Hopefully your site was the busy one of the two. So let’s move into disecting these visitors a bit further. Knowing if these people have been seen before could be a good start. New and Returning visitor counts will help you here. I once had a sales person who hated seeing existing accounts but loved breaking ground with new companies. The only issue being that a whopping 70% of their budget was to be made from current customers. We were extremely lucky to have another sales person on the team who had completely the opposite way of working. So we swapped some accounts around, re-aligned some budgets and kept moving forward making best use of the individual skills involved.
Unfortunately you don’t have that same luxury of flexibility with a website. If your site is receiving a minor smattering of new visitors each month then things need to be fixed.
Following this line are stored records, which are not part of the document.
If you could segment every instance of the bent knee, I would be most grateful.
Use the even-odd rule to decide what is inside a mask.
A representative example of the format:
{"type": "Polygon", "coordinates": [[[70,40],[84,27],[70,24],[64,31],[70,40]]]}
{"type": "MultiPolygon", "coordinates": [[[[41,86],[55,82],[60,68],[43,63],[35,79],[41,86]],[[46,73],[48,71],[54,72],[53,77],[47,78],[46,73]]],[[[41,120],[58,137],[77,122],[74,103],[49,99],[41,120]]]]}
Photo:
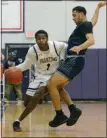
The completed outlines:
{"type": "Polygon", "coordinates": [[[28,103],[26,101],[24,101],[24,106],[26,107],[28,105],[28,103]]]}
{"type": "Polygon", "coordinates": [[[39,88],[39,92],[45,92],[46,91],[46,86],[41,86],[40,88],[39,88]]]}
{"type": "Polygon", "coordinates": [[[61,86],[58,87],[58,91],[59,92],[62,92],[63,91],[63,88],[61,86]]]}
{"type": "Polygon", "coordinates": [[[48,89],[51,89],[53,87],[58,87],[58,84],[52,80],[49,80],[48,83],[47,83],[47,88],[48,89]]]}
{"type": "Polygon", "coordinates": [[[44,94],[47,92],[46,86],[42,86],[39,88],[39,90],[35,93],[35,98],[42,98],[44,94]]]}

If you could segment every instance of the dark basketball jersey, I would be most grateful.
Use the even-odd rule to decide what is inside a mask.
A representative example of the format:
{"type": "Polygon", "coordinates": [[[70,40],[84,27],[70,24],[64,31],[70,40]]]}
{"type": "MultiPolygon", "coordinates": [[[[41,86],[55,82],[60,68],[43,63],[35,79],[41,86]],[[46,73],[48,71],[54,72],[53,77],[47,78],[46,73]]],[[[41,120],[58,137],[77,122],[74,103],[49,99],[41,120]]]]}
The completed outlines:
{"type": "MultiPolygon", "coordinates": [[[[67,48],[67,55],[75,55],[76,52],[70,51],[70,49],[74,46],[79,46],[84,43],[86,39],[86,34],[93,33],[93,25],[89,21],[82,22],[77,25],[73,33],[70,35],[68,39],[68,48],[67,48]]],[[[80,51],[80,55],[84,55],[86,52],[85,50],[80,51]]]]}

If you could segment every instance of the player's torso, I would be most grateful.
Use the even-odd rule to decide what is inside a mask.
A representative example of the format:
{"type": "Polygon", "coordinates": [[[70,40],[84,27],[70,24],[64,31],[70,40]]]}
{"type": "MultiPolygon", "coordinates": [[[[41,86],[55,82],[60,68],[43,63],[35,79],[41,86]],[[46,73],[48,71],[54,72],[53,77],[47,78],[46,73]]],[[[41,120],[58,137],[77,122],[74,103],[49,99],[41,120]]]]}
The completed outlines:
{"type": "Polygon", "coordinates": [[[35,46],[38,56],[36,71],[42,74],[54,73],[59,64],[59,56],[55,51],[54,43],[52,41],[48,43],[48,51],[41,51],[37,45],[35,46]]]}

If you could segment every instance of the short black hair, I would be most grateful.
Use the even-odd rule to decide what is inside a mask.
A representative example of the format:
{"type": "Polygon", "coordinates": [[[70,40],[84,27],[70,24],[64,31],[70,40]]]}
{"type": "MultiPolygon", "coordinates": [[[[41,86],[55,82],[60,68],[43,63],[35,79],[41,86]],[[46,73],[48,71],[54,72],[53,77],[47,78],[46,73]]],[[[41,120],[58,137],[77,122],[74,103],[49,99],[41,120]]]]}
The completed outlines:
{"type": "Polygon", "coordinates": [[[82,6],[76,6],[76,7],[74,7],[74,8],[72,9],[72,11],[83,12],[84,15],[87,14],[86,9],[85,9],[84,7],[82,7],[82,6]]]}
{"type": "Polygon", "coordinates": [[[38,34],[44,34],[48,38],[48,33],[45,30],[38,30],[35,33],[35,38],[37,38],[38,34]]]}

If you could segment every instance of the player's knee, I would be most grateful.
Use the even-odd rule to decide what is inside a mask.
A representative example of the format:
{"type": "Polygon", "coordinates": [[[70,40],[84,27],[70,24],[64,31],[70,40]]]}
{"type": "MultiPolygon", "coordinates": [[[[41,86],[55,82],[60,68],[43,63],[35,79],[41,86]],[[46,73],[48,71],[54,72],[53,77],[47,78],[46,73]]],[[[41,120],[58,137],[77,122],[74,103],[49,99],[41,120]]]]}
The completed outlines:
{"type": "Polygon", "coordinates": [[[47,83],[47,88],[48,88],[49,91],[50,91],[50,86],[51,86],[51,82],[49,81],[49,82],[47,83]]]}
{"type": "Polygon", "coordinates": [[[44,93],[45,93],[45,91],[43,90],[43,91],[40,91],[40,97],[42,96],[44,96],[44,93]]]}
{"type": "Polygon", "coordinates": [[[46,86],[40,87],[39,92],[40,92],[41,94],[44,93],[45,91],[46,91],[46,86]]]}
{"type": "Polygon", "coordinates": [[[38,103],[40,99],[44,97],[44,91],[38,91],[35,96],[32,98],[32,105],[35,105],[35,103],[38,103]]]}
{"type": "Polygon", "coordinates": [[[58,87],[58,91],[59,92],[62,92],[63,91],[63,88],[61,86],[58,87]]]}
{"type": "Polygon", "coordinates": [[[24,100],[24,106],[26,107],[29,104],[30,100],[24,100]]]}
{"type": "Polygon", "coordinates": [[[24,106],[26,107],[28,105],[28,103],[26,101],[24,101],[24,106]]]}
{"type": "Polygon", "coordinates": [[[48,88],[48,89],[51,89],[51,88],[53,88],[53,87],[58,87],[58,86],[57,86],[56,83],[53,83],[52,80],[48,81],[48,83],[47,83],[47,88],[48,88]]]}
{"type": "Polygon", "coordinates": [[[26,107],[29,102],[31,101],[32,99],[32,96],[29,96],[29,95],[25,95],[25,98],[24,98],[24,106],[26,107]]]}
{"type": "Polygon", "coordinates": [[[39,99],[39,98],[43,98],[44,97],[44,94],[46,92],[46,87],[45,86],[42,86],[39,91],[36,92],[35,94],[35,98],[39,99]]]}

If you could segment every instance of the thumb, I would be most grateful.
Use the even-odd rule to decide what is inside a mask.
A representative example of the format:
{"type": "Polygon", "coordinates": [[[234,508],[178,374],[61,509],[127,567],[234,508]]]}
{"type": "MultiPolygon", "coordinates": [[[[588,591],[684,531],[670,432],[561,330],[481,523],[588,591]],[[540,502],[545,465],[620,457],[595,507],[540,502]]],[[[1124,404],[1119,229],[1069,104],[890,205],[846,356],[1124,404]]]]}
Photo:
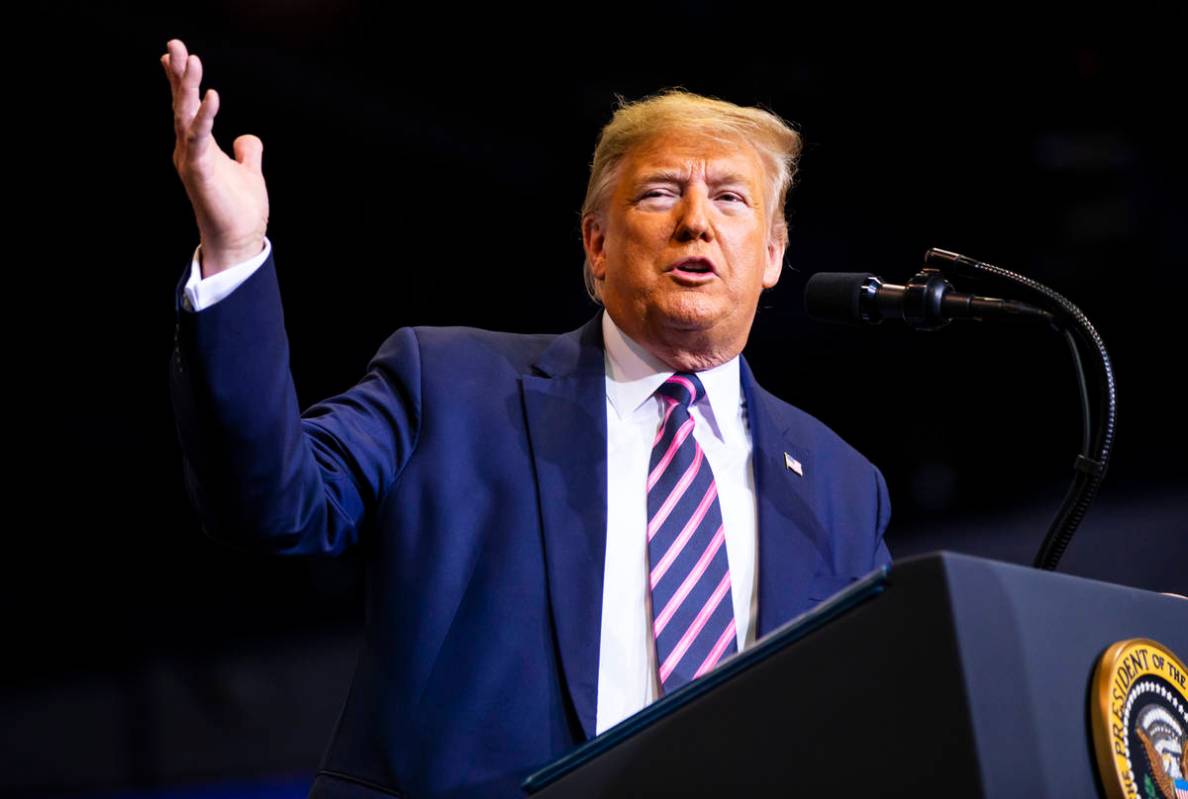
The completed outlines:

At the top of this list is usually Search Engine Optimisation and/or paid search advertising. And likewise if your business relies on a steady stream of repeat business while your repeat website visitor count is super low then strategies like email marketing are the first things to roll out.
So that’s how your website sales person found its audience. But how did it’s message fair? Your site’s bounce rate is once stat that will help you find this out. A “bounce” is when someone arrives on a page of your website and decides to look no further and leave. They literally bounce in and out of your website using a single page as the trampoline floor. Which is OK if your website sales message is on one page but next to hopeless if like most you tell your sales story over a few.
I see this as someone arriving, looking and then quickly leaving. We have probably done it a hundred times while shopping. The shop window looks appealing so we step in, realise that this is not what you are looking for, complete a very quick sweep around so not to look rude and then make a beeline for the exit. In a shop you can probably do this is 3 minutes, a web visitor can achieve the same in less than 30 seconds. Streams of traffic will have their own bounce rate attributed to them. Ideally you want your paid advertising stream to have a value as low as possible. Individual pages on your site will have their own value too. Some pages will naturally have a high value – for instance your contact us page. Here people look for your phone number or postal address and then leave. Your home page should have one of your lowest bounce rates as it works to move people around the other pages of your site.
When things are going well your bounce rate will be low and two other stats will trend upwards – time on site and pages per visit. Think of these as the questions your website sales person is answering. And just like in the face to face world – the more questions a prospect asks and the longer they spend asking them the greater their perceived interest in what you offer.
This leads us onto the next natural step – closing the sale. For your website this is the same as achieving a conversion. Whether it be someone completing a “Contact Us” request, downloading a “Free Report” or picking up the phone shown on the home page and starting a conversation. All are valid ways for a website to convert an anonymous browser of your web pages into a human wanting another human to talk to them.
I have employed sales people who closed more sales than their peers due to one simple fact. They asked more than the rest. That was it. They all sold the same product to the same type of companies but these winners just asked for the order more often. Naturally these people received more objections which they could then work on carefully answering and then delicately moving the prospect closer to the sale.
The same applies to a website. One with no obvious conversion option for a prospect will struggle compared to those that have a myriad of ways for interested visitors to offer their details to move the discussion ahead. Once these are set up and correctly tracked then you can access details like the % of those presented who said a virtual “yes” and closed the sale.
So there you have it. Website call reporting is available to us all once we have a correctly configured Google Analytics account. Now you will have at the touch of the button answers to a) how many people found us last week, b) how many we managed to find, c) how well our online sales message was received and finally, the bit that matters, what percentage actually said “yes” and agreed to move the discussion forward.